Self-condensation is one of the key

features and probably also the most

important function of phase separation.

Compared to macromolecular complexes

formed by traditional interaction mode, a

demixed phase enables molecules to be

massively enriched into a restricted

subcellular region and subsequently to

increase their local concentrations by

hundreds of folds. This massive increase in

concentration brings at least two non-

negligible changes towards materials inside

the condensates. First, for scaffolding

proteins involved in assembly of the entire

architecture, weak interactions between

molecules, which usually is almost

undetectable in aqueous solution, can get

dramatically amplified and contribute to the

properties of biological condensates (65,66).

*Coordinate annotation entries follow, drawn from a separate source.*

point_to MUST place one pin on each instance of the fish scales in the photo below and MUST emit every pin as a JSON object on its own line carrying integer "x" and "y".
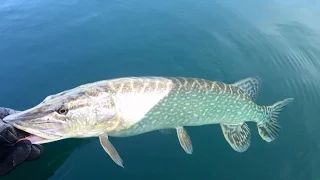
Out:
{"x": 130, "y": 106}
{"x": 189, "y": 102}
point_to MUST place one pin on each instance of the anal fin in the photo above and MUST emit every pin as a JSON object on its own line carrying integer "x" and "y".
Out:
{"x": 109, "y": 148}
{"x": 237, "y": 135}
{"x": 184, "y": 140}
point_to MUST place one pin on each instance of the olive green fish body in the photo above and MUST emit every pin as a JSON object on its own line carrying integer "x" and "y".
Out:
{"x": 192, "y": 102}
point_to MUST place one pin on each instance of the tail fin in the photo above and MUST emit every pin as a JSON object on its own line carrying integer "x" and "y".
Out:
{"x": 269, "y": 128}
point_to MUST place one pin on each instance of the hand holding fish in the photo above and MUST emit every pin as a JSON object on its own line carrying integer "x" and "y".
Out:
{"x": 13, "y": 151}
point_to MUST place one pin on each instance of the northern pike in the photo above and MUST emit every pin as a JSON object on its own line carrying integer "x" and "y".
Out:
{"x": 130, "y": 106}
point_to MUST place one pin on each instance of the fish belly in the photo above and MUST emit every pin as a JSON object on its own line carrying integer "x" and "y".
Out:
{"x": 194, "y": 107}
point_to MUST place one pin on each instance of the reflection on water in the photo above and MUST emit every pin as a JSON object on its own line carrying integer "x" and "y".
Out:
{"x": 50, "y": 46}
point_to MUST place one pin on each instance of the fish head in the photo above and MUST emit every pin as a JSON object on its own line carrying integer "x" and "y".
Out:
{"x": 76, "y": 113}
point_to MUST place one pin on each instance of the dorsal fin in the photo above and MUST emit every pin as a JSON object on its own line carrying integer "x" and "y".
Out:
{"x": 251, "y": 86}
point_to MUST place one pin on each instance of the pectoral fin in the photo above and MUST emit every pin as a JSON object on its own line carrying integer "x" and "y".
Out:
{"x": 237, "y": 135}
{"x": 108, "y": 147}
{"x": 184, "y": 140}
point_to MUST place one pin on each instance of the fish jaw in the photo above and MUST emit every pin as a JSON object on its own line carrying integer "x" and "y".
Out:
{"x": 85, "y": 111}
{"x": 35, "y": 136}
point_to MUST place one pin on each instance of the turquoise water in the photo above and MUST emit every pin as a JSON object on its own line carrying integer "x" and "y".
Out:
{"x": 49, "y": 46}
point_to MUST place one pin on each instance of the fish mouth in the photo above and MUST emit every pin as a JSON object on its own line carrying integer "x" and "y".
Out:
{"x": 36, "y": 136}
{"x": 32, "y": 128}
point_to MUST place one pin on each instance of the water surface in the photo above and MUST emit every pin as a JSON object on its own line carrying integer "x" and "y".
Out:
{"x": 50, "y": 46}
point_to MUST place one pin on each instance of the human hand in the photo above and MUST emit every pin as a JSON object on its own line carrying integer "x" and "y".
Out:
{"x": 12, "y": 151}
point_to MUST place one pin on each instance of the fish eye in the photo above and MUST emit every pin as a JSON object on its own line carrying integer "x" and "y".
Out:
{"x": 62, "y": 110}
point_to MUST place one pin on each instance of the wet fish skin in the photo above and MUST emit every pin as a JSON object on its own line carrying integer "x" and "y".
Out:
{"x": 130, "y": 106}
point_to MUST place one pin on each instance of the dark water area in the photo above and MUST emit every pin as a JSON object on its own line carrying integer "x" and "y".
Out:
{"x": 50, "y": 46}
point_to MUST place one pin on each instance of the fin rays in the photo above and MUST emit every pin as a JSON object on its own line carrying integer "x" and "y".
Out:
{"x": 109, "y": 148}
{"x": 238, "y": 136}
{"x": 184, "y": 140}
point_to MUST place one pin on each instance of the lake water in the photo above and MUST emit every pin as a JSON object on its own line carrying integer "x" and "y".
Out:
{"x": 50, "y": 46}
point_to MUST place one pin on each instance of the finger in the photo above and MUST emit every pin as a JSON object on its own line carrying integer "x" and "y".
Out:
{"x": 36, "y": 151}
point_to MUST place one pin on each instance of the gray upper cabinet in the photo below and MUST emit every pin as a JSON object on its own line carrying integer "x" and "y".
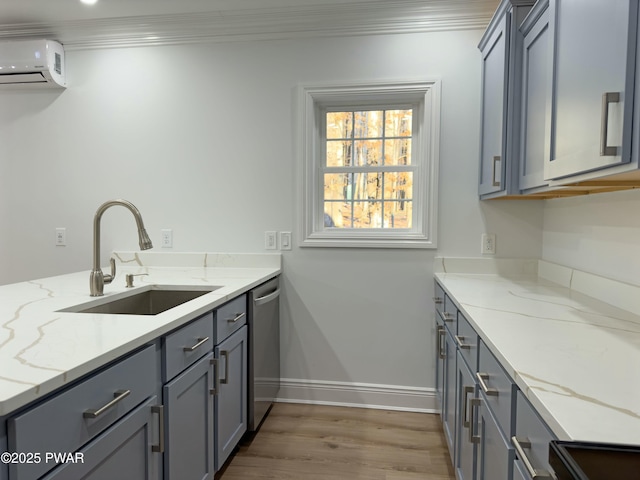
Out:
{"x": 593, "y": 85}
{"x": 535, "y": 130}
{"x": 500, "y": 88}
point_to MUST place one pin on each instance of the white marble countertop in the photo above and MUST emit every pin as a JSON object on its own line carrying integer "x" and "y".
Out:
{"x": 576, "y": 358}
{"x": 43, "y": 349}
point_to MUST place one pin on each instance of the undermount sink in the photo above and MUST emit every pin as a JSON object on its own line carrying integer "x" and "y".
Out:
{"x": 148, "y": 302}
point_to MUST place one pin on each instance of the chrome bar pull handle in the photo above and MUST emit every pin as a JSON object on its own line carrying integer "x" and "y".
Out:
{"x": 465, "y": 418}
{"x": 214, "y": 363}
{"x": 236, "y": 318}
{"x": 461, "y": 344}
{"x": 605, "y": 149}
{"x": 472, "y": 420}
{"x": 267, "y": 298}
{"x": 520, "y": 444}
{"x": 118, "y": 396}
{"x": 482, "y": 380}
{"x": 201, "y": 341}
{"x": 441, "y": 334}
{"x": 496, "y": 179}
{"x": 225, "y": 354}
{"x": 159, "y": 409}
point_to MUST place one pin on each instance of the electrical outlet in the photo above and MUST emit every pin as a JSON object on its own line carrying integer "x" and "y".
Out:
{"x": 488, "y": 246}
{"x": 167, "y": 238}
{"x": 270, "y": 241}
{"x": 61, "y": 236}
{"x": 285, "y": 240}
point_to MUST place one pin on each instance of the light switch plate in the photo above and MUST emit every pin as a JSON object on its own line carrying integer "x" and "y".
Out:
{"x": 488, "y": 246}
{"x": 61, "y": 236}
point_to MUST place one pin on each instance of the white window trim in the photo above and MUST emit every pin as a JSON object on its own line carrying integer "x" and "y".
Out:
{"x": 310, "y": 215}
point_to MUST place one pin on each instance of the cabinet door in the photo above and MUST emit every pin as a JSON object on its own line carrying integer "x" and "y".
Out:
{"x": 231, "y": 398}
{"x": 494, "y": 102}
{"x": 595, "y": 49}
{"x": 449, "y": 394}
{"x": 535, "y": 136}
{"x": 124, "y": 451}
{"x": 495, "y": 454}
{"x": 465, "y": 463}
{"x": 189, "y": 423}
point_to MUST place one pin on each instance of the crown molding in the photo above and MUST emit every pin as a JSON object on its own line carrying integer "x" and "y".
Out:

That could explain why sometimes a single

amino acid substitution on a given protein,

which hardly changes its behavior in

homogenous solution, might severely

influence its ability to phase separate. Those

previously identified weak interactions

should also be re-evaluated taken into the

consideration of phase separation, because

they may no longer be nonspecific or without

any functional implications. Secondly, higher

local concentration of enzymes enriched in

condensates might show altered activities or

kinetics during chemical reactions. If a given

enzyme gets concentrated into condensed

phase with an open conformation, the active

recruitment or exclusion of its substrate

determines whether a chemical reaction

would get promoted or inhibited (Fig. 5).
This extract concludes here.